Em comunicado, a autarquia refere que "voltou a alertar a Secretaria-Geral da Administração Eleitoral e agora também a Comissão Nacional de Eleições [CNE] relativamente à falta de condições para o cumprimento da desadequada lei que permite aos cidadãos portugueses votarem antecipadamente em mobilidade".

Segundo o município, as recentes alterações legislativas conferem aos eleitores o direito ao voto antecipado em mobilidade, no domingo anterior às eleições e em qualquer capital de distrito, independentemente do município onde esteja recenseado, contudo, não acautelam "nem a informação, nem os meios adequados, depositando nas costas dos municípios que são capitais de distrito a competência e responsabilidade de um processo que não controlam e que enferma de diversos problemas".

Em concreto, aponta a câmara, "a lei cria uma enorme pressão sobre Lisboa e Porto, atribuindo aos presidentes de câmaras municipais competências que extravasam em muito o seu âmbito de atuação territorial".

Acresce que "o número de eleitores inscritos apenas é comunicado na sexta-feira anterior, pelo que o número de mesas de voto a constituir é uma incógnita até pouco mais de 24 horas antes do início da votação, salienta a autarquia.

Por outro lado, "a mesma lei que obriga as câmaras a produzir despesa e a operacionalizar um processo sem a informação necessária, não obriga os partidos e forças políticas concorrentes a colaborar no processo", não sofrendo os mesmos qualquer consequência se não nomearem delegados às mesas, "sem os quais é impossível operacionalizar o sistema".

Segundo o município, na comunicação enviada à Secretaria-Geral, dependente do Ministério da Administração Interna, e à CNE, a câmara lamenta que, "mesmo depois dos avisos e da tomada de posição oficial", "a um mês das eleições não tenha sido produzida a necessária alteração legislativa", nem tenham sido ultrapassados os problemas assinalados.

Na missiva, o município critica este processo legislativo que considera "descuidado" e que onera as autarquias.

"Um processo legislativo que não auscultou devidamente as autarquias diretamente implicadas, atenta contra direitos, liberdades e garantias de participação política e não protege devidamente o direito de sufrágio plasmado na Constituição", lê-se no comunicado.
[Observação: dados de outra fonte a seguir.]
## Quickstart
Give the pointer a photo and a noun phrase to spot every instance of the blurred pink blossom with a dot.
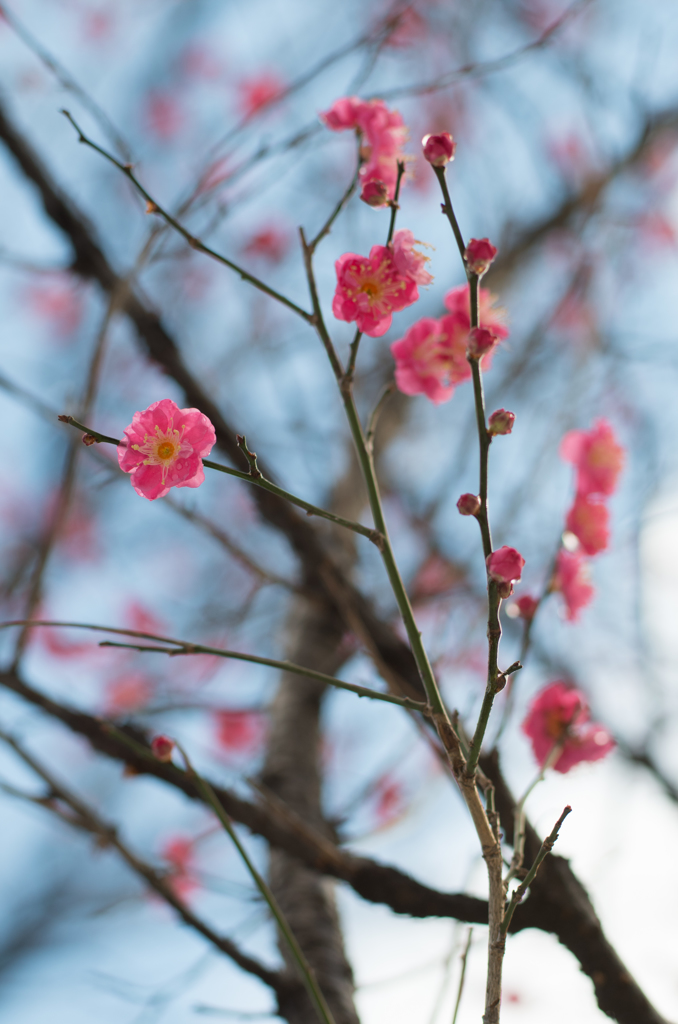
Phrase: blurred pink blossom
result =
(409, 260)
(57, 300)
(127, 693)
(164, 449)
(258, 91)
(240, 731)
(589, 521)
(382, 132)
(179, 853)
(597, 457)
(570, 580)
(560, 715)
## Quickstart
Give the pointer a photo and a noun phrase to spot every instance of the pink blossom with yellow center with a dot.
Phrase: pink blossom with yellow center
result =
(559, 719)
(370, 289)
(431, 358)
(597, 457)
(570, 579)
(164, 446)
(589, 521)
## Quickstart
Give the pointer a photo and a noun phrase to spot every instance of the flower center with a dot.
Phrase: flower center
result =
(164, 448)
(165, 451)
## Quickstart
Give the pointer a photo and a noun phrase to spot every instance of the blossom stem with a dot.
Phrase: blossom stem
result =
(327, 226)
(519, 813)
(393, 203)
(195, 243)
(545, 849)
(492, 850)
(259, 481)
(448, 210)
(386, 391)
(181, 647)
(350, 369)
(318, 320)
(367, 464)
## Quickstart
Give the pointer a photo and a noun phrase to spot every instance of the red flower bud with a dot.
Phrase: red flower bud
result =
(478, 255)
(505, 565)
(468, 505)
(480, 341)
(501, 422)
(375, 194)
(163, 748)
(438, 150)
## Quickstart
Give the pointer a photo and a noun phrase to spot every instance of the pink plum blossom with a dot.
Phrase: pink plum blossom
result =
(431, 357)
(501, 422)
(239, 731)
(505, 564)
(468, 505)
(570, 579)
(597, 457)
(478, 255)
(164, 446)
(560, 716)
(382, 136)
(371, 289)
(438, 150)
(589, 521)
(409, 261)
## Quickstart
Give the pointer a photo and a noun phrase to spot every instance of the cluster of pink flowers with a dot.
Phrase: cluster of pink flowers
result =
(558, 720)
(598, 460)
(382, 136)
(164, 448)
(431, 358)
(371, 288)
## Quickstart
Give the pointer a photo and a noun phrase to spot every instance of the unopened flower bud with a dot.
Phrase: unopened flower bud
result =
(375, 194)
(163, 748)
(501, 422)
(438, 150)
(468, 505)
(478, 255)
(505, 565)
(480, 341)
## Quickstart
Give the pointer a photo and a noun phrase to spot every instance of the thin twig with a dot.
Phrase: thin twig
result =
(545, 849)
(254, 476)
(185, 647)
(462, 977)
(305, 970)
(194, 242)
(86, 818)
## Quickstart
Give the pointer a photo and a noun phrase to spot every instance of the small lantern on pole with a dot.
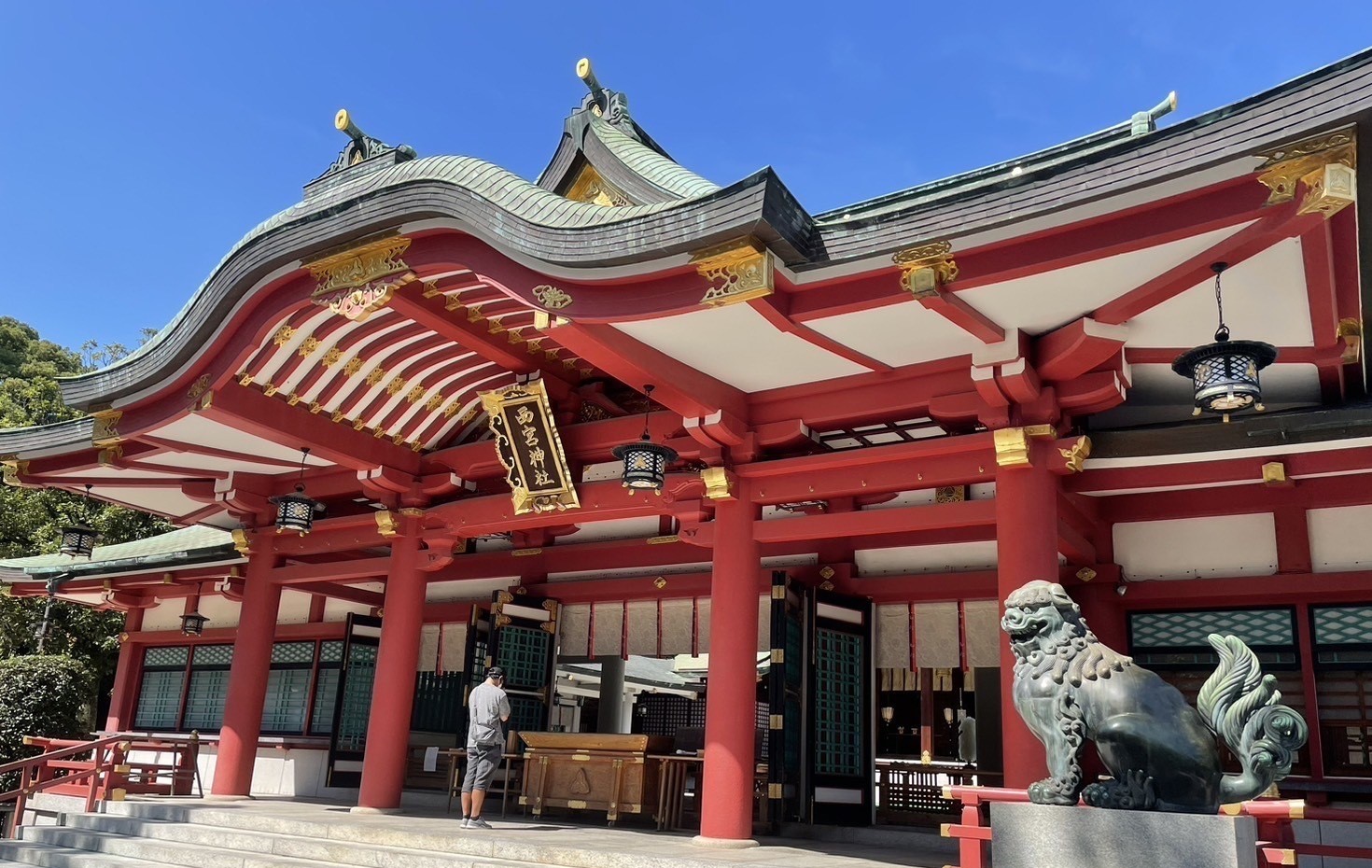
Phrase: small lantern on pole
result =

Para a Câmara do Porto, "a nova e inadequada legislação constitui mesmo um ato de prepotência sobre o Poder Local, uma vez que obriga a que alguns autarcas - e só alguns - organizem um processo a nível distrital, competência que não lhes cabe, sem qualquer compensação".

Pese embora "a incerteza e as dificuldades que resultam da descuidada lei", a câmara que, sublinha, "está a fazer um enorme esforço financeiro e de cooperação com a Secretaria Geral, deslocou as mesas de voto para as instalações do CCD - Centro Cultural e Desportivo dos Trabalhadores da Câmara Municipal do Porto, na Rua Alves Redol, por forma a oferecer melhores condições de voto.